There are many ways of reducing the appearance of acne scars, some of which are more high-tech than others. We take a look at both the clinical and the natural options for improving acne scars.
If you go to a dermatologist or a cosmetic skincare clinic you’ll have various treatment options:
- Laser resurfacing treatment
- Skin peels
- LED facials
- Euro threads
Less invasive or costly ways to work on improving acne scars work on supporting the skin to repair itself and boosting your overall health.
These strategies work particularly well on post-inflammatory hyperpigmentation - the discolouration of skin after acne breakouts - rather than true scars which change the surface of the skin.
Can your skincare regime help acne scars?
The skin has a natural cycle of repair, completely renewing its cells over the course of a month, so even quite old blemishes and scars can gradually fade, soften or flatten over time.
While miracles aren’t likely with all kinds of scars, it is possible to feed the skin with the nutrients it needs to rebuild itself, both from the inside (with a good healthy diet) and out (with the skincare products you use on a daily basis).
Acne is caused by a combination of bacteria, clogged pores, dead skin cells, overproduction of sebum and inflammation. So it’s important to work on all those issues as well as trying to increase your skin’s resilience and regenerative powers.
- Eat well
- Drink plenty of water
- And find yourself a good skincare regime - whether you go for the hi-tech options or not.

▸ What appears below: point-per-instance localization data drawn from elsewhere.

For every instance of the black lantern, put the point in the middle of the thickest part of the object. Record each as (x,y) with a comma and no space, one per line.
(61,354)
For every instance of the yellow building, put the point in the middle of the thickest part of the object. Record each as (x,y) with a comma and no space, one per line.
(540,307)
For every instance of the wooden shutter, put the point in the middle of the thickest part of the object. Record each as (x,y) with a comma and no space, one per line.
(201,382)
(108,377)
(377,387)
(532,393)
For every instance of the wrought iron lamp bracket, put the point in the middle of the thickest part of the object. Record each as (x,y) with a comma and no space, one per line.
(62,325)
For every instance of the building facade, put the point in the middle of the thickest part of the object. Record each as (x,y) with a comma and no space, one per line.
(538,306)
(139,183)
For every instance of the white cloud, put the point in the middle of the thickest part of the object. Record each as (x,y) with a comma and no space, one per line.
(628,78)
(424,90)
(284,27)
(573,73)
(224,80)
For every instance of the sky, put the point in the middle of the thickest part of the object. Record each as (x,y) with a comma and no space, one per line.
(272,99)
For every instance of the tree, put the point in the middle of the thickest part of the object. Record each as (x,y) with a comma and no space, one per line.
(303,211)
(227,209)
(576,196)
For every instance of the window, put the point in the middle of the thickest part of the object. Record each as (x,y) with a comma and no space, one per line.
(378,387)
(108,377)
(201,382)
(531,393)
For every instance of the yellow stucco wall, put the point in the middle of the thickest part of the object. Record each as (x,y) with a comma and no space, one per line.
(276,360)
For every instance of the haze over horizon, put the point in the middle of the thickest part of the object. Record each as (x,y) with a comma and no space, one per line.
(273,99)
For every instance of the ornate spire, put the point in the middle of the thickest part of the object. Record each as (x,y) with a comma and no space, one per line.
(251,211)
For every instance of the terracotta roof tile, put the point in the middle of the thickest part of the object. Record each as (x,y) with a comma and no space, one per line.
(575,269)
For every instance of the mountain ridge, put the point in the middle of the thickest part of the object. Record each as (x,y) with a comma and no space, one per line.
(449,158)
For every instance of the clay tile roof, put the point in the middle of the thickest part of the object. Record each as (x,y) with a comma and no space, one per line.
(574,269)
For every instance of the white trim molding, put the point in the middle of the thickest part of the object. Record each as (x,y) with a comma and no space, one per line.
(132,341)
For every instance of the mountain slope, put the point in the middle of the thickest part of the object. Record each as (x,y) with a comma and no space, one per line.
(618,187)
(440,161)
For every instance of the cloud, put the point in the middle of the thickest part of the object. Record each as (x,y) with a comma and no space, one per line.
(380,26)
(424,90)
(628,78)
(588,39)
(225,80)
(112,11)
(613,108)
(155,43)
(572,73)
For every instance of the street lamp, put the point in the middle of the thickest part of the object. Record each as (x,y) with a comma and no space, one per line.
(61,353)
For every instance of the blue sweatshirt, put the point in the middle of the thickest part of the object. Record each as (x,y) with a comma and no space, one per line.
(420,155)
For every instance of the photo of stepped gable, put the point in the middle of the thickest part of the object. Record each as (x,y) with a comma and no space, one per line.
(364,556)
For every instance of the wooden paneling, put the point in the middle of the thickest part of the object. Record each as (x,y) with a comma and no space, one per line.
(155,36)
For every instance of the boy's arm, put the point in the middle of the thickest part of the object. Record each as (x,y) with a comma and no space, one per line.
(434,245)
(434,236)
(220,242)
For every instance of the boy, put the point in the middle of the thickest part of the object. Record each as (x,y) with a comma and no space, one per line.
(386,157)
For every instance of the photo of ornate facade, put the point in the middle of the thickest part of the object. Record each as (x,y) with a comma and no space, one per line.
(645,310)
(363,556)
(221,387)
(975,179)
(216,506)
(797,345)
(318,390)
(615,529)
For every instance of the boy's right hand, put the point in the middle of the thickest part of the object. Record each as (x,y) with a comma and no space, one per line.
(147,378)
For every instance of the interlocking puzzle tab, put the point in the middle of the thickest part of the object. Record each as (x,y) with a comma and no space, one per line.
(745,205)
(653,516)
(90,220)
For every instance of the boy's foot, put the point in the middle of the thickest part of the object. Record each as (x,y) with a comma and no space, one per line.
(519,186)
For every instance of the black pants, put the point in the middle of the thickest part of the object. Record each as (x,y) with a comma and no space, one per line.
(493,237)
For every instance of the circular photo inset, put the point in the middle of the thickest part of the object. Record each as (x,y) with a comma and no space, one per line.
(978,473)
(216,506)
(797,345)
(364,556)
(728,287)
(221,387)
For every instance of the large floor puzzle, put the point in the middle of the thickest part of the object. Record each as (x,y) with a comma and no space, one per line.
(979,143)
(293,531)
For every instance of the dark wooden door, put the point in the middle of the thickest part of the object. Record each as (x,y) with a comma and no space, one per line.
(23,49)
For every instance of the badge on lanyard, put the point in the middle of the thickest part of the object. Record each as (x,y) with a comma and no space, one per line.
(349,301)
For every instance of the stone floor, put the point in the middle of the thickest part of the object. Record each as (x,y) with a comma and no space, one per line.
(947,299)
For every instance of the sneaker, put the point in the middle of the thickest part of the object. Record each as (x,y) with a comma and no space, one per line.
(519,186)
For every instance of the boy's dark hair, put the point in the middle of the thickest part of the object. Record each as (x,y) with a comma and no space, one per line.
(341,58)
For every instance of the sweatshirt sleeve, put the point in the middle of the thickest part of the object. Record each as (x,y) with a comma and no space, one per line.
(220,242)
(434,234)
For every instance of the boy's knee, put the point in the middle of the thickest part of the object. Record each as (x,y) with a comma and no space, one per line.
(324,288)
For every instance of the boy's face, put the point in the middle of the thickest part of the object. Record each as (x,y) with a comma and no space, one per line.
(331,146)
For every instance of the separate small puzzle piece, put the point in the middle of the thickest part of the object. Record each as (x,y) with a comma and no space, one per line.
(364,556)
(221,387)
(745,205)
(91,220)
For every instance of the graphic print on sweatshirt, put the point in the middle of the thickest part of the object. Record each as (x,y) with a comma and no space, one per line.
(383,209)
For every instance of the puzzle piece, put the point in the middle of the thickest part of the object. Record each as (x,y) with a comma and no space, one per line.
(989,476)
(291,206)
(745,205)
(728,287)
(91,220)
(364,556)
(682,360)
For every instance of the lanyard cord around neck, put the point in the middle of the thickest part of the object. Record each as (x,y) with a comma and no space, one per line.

Routine to improve the appearance of acne scars
- Cleanse thoroughly and carefully, with non-irritant, unperfumed, SLS-free natural cleansers.
- Exfoliate gently every few days.
- Be sun aware - protect your skin from the sun as it can cause or aggravate damage.
- Avoid oils with high comedogenic scores as they will clog pores, which includes oils containing paraffin.
- Use a regenerative facial oil every night.
Find out how to help your scars fade faster.
Try to avoid topical steroids
Topical steroids aren't suitable for treating acne scarring. Although they're designed to tackle inflammation they can also cause skin damage, thinning, discolouration, yet more acne and Red Skin Syndrome/TSA when used long-term.